DSC Characterization of Crystalline Structure in Foods and Pharmaceuticals: Apparent Melting
This webinar on “Apparent Melting” is part two of a three-part series on use of Differential Scanning Calorimetry to characterize crystalline structure of foods and pharmaceuticals. Although apparent melting looks like true/thermodynamic melting and causes a loss of crystalline structure, it creates significant limitations for analysis and reporting of typical properties such as melting point and heat of fusion. In addition, apparent melting always causes chemical change which affects measurement of other important properties such as purity, identification of polymorphs and even glass transitions of melted materials. This webinar will compare both theory and results for thermodynamic and apparent melting and explain why it is important to distinguish between them when interpreting results from DSC.

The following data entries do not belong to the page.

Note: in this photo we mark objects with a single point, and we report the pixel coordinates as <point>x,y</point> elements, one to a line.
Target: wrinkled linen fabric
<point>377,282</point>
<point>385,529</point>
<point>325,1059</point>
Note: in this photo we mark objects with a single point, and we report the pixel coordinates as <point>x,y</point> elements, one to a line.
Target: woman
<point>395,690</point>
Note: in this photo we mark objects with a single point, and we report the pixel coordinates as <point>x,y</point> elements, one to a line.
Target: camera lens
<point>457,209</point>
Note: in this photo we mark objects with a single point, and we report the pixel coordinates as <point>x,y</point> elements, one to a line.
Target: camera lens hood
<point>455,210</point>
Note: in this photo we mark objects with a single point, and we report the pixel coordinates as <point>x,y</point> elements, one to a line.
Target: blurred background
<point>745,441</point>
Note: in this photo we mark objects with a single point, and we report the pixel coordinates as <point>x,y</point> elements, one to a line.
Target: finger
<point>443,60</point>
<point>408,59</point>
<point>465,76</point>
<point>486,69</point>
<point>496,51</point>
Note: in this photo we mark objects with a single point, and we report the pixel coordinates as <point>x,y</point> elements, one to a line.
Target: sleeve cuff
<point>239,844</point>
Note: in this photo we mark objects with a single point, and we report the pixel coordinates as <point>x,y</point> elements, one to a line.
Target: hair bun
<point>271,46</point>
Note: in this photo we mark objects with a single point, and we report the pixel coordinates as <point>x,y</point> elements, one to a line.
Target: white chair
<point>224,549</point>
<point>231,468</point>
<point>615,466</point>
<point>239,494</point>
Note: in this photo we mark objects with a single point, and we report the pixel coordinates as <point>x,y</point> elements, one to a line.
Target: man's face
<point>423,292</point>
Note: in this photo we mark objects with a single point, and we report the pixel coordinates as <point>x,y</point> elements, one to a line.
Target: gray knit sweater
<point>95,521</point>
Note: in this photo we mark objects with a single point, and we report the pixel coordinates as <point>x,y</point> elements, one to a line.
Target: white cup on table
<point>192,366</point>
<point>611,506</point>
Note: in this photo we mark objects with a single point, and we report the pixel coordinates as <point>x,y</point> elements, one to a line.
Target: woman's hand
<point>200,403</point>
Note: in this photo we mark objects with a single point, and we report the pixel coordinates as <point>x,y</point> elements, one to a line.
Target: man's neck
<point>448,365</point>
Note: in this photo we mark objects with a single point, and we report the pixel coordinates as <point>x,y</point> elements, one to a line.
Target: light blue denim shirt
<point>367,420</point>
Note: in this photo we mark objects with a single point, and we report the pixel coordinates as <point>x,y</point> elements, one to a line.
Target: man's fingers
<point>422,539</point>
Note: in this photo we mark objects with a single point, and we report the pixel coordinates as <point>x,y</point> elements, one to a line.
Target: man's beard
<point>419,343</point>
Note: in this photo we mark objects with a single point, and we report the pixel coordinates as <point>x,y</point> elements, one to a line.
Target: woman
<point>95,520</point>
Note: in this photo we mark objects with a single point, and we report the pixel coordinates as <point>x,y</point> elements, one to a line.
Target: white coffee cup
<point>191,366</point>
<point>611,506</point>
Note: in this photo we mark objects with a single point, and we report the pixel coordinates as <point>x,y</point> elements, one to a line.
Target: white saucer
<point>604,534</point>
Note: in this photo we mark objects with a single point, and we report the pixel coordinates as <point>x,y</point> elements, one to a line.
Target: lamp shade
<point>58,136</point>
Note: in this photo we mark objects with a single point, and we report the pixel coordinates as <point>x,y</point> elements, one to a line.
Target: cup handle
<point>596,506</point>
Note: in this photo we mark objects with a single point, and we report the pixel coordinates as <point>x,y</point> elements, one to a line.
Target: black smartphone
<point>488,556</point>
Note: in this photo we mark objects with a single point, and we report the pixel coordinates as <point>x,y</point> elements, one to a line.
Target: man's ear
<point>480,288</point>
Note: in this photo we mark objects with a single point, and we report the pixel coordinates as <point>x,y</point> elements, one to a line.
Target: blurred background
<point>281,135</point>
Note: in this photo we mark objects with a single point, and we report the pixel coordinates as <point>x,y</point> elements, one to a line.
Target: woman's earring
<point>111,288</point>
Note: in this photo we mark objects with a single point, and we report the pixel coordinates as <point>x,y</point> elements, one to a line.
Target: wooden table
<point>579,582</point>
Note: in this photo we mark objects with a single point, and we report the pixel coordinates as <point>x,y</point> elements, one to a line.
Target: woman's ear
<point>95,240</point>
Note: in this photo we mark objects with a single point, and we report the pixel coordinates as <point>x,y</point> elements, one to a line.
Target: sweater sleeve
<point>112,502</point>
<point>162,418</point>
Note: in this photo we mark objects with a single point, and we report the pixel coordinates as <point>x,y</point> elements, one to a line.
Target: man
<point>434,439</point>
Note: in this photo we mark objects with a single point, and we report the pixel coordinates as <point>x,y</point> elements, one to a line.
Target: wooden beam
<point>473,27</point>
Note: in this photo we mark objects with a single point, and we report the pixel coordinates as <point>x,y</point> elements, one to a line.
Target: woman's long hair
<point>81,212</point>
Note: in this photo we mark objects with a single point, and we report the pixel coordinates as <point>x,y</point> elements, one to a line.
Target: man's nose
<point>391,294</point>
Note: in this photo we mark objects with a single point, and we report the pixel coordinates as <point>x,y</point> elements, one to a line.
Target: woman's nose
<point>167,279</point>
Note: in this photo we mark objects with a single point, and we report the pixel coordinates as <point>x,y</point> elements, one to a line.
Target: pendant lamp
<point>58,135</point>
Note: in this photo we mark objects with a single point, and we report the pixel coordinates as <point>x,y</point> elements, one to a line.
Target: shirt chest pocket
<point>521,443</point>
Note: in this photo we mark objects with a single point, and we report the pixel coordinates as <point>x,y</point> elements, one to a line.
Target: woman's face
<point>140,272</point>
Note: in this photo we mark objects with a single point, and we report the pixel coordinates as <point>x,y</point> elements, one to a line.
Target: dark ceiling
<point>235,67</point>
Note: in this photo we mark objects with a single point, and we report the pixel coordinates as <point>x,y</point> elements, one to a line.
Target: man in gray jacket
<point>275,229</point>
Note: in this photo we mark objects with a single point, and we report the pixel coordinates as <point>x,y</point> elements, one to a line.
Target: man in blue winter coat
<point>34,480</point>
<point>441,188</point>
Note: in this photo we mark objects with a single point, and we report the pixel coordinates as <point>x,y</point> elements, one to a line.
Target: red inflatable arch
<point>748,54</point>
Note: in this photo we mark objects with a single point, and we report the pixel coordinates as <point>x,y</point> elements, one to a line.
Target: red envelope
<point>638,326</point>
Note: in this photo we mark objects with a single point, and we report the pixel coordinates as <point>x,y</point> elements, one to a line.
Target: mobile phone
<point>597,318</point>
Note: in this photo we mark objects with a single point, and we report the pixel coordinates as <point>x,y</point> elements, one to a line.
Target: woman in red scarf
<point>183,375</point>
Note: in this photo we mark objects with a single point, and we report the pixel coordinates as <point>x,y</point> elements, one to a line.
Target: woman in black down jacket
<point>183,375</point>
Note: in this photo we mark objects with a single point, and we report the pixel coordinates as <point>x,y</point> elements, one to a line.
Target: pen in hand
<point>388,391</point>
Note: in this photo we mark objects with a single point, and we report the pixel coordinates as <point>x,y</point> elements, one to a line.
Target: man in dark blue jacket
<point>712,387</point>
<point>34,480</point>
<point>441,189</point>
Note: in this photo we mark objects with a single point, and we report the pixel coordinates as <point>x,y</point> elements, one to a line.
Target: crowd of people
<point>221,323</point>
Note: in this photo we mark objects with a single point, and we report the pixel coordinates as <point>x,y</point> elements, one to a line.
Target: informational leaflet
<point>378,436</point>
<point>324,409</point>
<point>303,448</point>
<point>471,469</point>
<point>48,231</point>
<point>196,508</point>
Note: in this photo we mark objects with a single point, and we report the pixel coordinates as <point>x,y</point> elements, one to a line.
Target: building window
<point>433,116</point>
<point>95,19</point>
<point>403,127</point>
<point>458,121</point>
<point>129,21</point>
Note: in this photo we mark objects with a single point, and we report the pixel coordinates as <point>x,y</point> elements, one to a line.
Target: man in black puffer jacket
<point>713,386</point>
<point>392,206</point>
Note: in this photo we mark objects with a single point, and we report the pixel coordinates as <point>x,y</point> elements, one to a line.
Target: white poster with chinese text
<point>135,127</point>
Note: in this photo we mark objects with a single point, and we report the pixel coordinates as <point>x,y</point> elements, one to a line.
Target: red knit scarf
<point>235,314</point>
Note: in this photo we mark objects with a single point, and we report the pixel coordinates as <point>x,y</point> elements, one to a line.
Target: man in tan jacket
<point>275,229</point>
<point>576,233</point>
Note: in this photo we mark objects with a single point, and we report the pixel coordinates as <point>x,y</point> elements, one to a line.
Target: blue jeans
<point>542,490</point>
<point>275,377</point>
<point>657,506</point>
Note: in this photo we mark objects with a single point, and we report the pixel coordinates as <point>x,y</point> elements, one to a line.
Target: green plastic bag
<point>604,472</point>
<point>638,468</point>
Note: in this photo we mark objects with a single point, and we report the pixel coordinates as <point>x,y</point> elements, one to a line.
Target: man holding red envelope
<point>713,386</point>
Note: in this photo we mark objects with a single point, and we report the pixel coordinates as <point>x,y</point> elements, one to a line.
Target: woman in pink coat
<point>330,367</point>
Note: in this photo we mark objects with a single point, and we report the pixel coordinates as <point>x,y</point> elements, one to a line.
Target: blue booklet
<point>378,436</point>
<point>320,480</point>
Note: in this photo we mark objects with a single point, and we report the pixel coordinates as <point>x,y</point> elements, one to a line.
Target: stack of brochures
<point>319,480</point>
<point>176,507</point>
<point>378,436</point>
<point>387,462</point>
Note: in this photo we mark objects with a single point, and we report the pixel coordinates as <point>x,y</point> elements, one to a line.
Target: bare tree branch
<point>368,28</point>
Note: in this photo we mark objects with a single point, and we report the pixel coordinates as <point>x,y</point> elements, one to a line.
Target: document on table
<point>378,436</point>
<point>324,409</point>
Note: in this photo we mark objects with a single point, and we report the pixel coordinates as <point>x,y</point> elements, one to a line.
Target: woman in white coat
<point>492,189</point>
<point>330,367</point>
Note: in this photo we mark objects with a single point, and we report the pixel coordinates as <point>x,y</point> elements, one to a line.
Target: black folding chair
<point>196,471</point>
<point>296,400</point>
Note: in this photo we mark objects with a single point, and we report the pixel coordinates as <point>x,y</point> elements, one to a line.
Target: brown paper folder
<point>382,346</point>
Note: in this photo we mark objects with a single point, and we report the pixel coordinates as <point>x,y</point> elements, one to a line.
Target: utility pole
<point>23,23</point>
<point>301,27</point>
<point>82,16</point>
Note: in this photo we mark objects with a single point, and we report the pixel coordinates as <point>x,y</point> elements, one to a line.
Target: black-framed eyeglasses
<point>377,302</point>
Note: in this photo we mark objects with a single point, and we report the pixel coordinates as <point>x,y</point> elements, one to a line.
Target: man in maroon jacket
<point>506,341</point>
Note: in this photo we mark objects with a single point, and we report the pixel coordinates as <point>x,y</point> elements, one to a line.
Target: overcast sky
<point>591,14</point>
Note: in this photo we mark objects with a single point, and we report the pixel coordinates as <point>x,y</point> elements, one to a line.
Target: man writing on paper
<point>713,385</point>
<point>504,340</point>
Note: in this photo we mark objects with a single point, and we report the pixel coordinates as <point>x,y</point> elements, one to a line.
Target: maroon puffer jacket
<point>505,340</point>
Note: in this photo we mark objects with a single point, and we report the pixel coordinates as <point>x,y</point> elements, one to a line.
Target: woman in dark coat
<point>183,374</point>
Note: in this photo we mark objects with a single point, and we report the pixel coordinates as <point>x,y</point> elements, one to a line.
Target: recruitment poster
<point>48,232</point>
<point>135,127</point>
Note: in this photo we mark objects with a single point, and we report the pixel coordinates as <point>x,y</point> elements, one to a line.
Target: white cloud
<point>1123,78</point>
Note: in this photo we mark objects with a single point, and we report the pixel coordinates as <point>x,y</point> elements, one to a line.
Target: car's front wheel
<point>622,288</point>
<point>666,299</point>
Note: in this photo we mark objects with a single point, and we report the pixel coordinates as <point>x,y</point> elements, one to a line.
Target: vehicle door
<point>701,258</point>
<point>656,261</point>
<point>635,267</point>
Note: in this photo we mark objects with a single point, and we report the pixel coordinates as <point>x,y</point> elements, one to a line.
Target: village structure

Part three of the series will follow at a later date and show how the approach of apparent melting can assist with detection and analysis of drug-excipient incompatibility in mixtures and formulations. The approach of apparent melting provides an opportunity to create a rapid screening tool with significant advantages over traditional methods that require long-term oven aging and chemical analysis.
About the Speaker
Len Thomas joined the DuPont thermal analysis business in 1974 after spending 6 years as a research chemist in DuPont Photo Products. He is a Fellow in the North American Thermal Analysis Society (NATAS) and has taught many of their short courses.
Len was part of the management team that acquired the thermal business from DuPont in 1990 to create TA Instruments. Prior to becoming President of TA Instruments from 1996 to 2000, Len held positions in Sales, Sales Management, Marketing, and Applications Development. Len started his consulting business, DSC Solutions LLC, in 2005 and continues to support many TA Instruments customers.